No wood equals no cash, say boardwalk businesses

Boardwalk-based businesses say the city might as well fit them with cement shoes if it plans to replace the wood they know and love with cement.

“If there’s no boardwalk we don’t have a business,” said the manager at Café Volna, located at Brighton Fourth Street. “This is the only way we can survive.”

Cafe Volna is just one of more than a dozen eating and drinking establishments along the boardwalk that rely on Boardwalk traffic to attract patrons.

Without the charming feature of wooden planks, however, they fear customers will stop coming.

“Could a cement walk hurt business?
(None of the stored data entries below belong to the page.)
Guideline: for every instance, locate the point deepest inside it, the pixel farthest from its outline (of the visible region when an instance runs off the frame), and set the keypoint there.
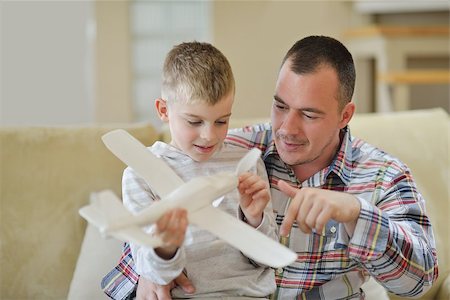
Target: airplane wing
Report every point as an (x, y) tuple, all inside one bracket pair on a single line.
[(158, 175), (107, 213), (104, 210), (135, 234), (251, 242)]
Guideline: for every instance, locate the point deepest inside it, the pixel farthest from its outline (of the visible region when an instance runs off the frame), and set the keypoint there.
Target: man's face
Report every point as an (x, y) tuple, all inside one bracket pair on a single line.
[(306, 118), (199, 129)]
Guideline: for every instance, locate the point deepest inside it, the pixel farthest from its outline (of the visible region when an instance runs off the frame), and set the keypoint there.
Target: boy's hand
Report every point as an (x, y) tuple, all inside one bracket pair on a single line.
[(171, 227), (254, 197)]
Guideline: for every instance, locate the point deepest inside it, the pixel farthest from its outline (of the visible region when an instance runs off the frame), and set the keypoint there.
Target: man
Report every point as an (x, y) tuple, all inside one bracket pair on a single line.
[(348, 209)]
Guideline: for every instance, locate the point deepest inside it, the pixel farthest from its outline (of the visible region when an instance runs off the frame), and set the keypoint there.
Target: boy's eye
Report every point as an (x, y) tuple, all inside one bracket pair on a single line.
[(311, 117), (194, 123)]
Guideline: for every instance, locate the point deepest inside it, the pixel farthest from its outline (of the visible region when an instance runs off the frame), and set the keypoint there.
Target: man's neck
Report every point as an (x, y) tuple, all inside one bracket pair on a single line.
[(304, 171)]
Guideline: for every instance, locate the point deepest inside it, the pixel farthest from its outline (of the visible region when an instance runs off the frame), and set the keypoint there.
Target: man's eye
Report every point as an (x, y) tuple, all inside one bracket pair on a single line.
[(280, 107)]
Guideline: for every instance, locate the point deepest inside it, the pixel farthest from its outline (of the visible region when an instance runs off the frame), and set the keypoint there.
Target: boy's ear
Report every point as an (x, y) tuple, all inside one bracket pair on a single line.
[(161, 109)]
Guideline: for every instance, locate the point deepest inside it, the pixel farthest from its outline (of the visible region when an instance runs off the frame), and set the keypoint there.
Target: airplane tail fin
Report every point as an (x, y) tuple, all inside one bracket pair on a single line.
[(104, 211)]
It could,” said Michael Sarrel, manager of Ruby’s Old Tyme Bar and Grill. “I imagine the first reaction from customers would be, what’s this?”

Patrons at the venerable watering hole near West 12th Street summed up their feelings about concrete in one word: “Boo!”

“It’s just not the same,” barkeep Willie Hinds said. “If it ain’t wood, it’s not a boardwalk.”

The Parks Department has nevertheless started replacing sections of the almost three-mile-long Riegelmann Boardwalk with cement.

Officials say it’s only a test, but admit that cement is more durable than traditional wood.

“Concrete is the most financially feasible and it lasts longer,” Brooklyn Parks and Recreation Chief of Staff Martin Maher told Community Board 13 recently.

That rationale doesn’t sit well with Dennis Vourderis, operator of Deno’s Wonder Wheel Amusement Park at West 12th Street.

In addition to the rides, Vourderis also sells snacks and pizza directly on the Boardwalk, and he says concrete “wouldn’t have the allure and flavor of a wooden boardwalk.”

“There’s a lot of concrete in New York City, but we only have one boardwalk,” Vourderis said.

But not every business on the Boardwalk is averse to concrete.

“I think our customers are going to be happy with concrete,” said Leo Blinder, manager of Tatiana Restaurant at Brighton Sixth Street and the boardwalk.

His reason is simple: transients sometimes congregate under the boardwalk, which can unnerve customers.

“We always had complaints that people were looking up at the women,” he said.